K. Record-Warm September. It wasn't the hottest September weather on record, but a warm spell that dominated the middle third of September 2024 was noteworthy for its depth, persistence, and uniformity across Minnesota. A second, only slightly lesser warm spell followed it just two days later and lasted through the final day of the month, and September finished as the warmest on record by far across the state.

L. Extreme Autumn Warmth and Dryness. The warmth of September came with an almost total lack of precipitation lasting through much of October. A period of exceptional dryness and warmth blanketed Minnesota for over 50 days, from the first day of September into the fourth week of October 2024. The warm and dry conditions caused a rapid and widespread expansion of drought in the state, with some areas dropping three categories on the US Drought Monitor in just 8 weeks--going from no drought to having "severe" drought.

M. The Dueling Dry Spells of 2024. The dryness and drought of early autumn included one long period without any measurable precipitation. In the Twin Cities, where precipitation records go back to 1871, the 34-days without measurable precipitation is tied for the second-longest such dry spell on record. Perhaps most amazingly, the dry spell it ties for #2 had occurred from February into March, earlier this year! Two high-ranking dry spells in the same year is a rare, and no other years are featured twice in the top-ten.

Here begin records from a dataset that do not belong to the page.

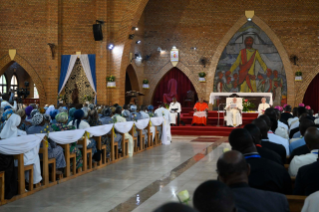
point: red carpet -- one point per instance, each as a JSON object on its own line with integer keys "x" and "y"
{"x": 211, "y": 129}
{"x": 205, "y": 139}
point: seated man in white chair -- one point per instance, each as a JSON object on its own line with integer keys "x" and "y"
{"x": 233, "y": 109}
{"x": 175, "y": 110}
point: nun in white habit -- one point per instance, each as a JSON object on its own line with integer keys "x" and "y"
{"x": 31, "y": 157}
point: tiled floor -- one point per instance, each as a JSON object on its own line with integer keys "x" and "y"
{"x": 137, "y": 184}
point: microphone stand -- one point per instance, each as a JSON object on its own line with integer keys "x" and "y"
{"x": 218, "y": 112}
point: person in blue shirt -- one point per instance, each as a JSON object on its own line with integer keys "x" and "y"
{"x": 305, "y": 123}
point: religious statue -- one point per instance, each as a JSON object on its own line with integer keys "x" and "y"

N. Record Warmth Oct 29. What’s another heat wave in a year marked with warm weather extremes? This late autumn heat produced some impressive evening warmth, along with some of the highest temperatures to have occurred so late in the season at some stations. We usually put out 80-degree temperatures to rest during early October, but this surge produced over a dozen 80-degree readings. Perhaps most impressive is what followed two days later. See next!

O. Another Halloween Snowfall. This was no legendary storm, but just two days after record heat in southern and central Minnesota, many of the same areas were treated to falling temperatures, rain, slush, and sticky snow. Despite limited accumulations the snow managed to damage some trees and fences in parts of the Twin Cities, and limited trick-or-treat visitors across many areas.